Portugal vê-se grego. Weisbrot de novo: “Portugal acabou de concluir um acordo que prevê mais dois anos de recessão. Nenhum governo deve aceitar este tipo de punição.” Os juros anunciados para o empréstimo da UE – algures entre 5,5% e 6% – são incomportáveis. É que, segundo um estudo do próprio FMI, o esforço de consolidação orçamental em curso tem impactos recessivos fortes. No contexto mais favorável, ou seja, quando é possível desvalorizar a moeda e descer taxas de juro, por cada 1% de consolidação orçamental, o PIB cai 0,5%. Num contexto como o das periferias, em que essas opções não estão disponíveis, cada 1% austeridade tende a gerar uma quebra do PIB de 1%. A redução prevista no défice é de 6% do PIB. Façam as contas e veremos que os 4% de recessão nos próximos dois anos, seguidos de tímida recuperação, podem bem pecar por ser optimistas. Jorge Bateira já fez as contas, com pressupostos mais benevolentes, e a dinâmica de insolvência com esta engenharia neoliberal é clara.
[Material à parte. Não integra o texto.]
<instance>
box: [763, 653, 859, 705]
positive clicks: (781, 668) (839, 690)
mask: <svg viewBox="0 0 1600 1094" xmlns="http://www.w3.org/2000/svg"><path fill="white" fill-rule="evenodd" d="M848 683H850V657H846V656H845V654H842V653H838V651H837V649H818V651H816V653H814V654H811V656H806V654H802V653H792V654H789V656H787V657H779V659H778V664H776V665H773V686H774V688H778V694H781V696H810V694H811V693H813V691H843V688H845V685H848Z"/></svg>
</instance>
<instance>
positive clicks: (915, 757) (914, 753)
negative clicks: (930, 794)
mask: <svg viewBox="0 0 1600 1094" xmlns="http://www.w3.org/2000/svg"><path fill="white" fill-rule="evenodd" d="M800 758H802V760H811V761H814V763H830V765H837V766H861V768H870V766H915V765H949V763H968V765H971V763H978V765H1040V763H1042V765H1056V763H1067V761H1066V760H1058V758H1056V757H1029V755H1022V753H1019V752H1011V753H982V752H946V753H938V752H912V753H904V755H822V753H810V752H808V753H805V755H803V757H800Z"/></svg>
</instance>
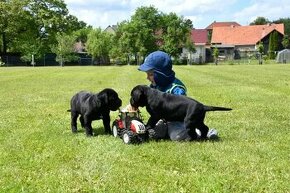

Responsáveis são então aqueles que respondem com realismo à principal questão: renegociar a dívida agora, quando ainda temos alguma força económica, ou renegociar montantes, prazos e juros mais tarde quando tivermos ainda mais exauridos por anos de capitalismo de pilhagem? Promova-se uma auditoria à dívida para preparar a sua renegociação e talvez alguma racionalidade, alguma decência, alguma clarividência, surja entre estas elites políticas. Tudo o resto é incompetência, irresponsabilidade e pilhagem. Tudo o resto é a política de bloco central.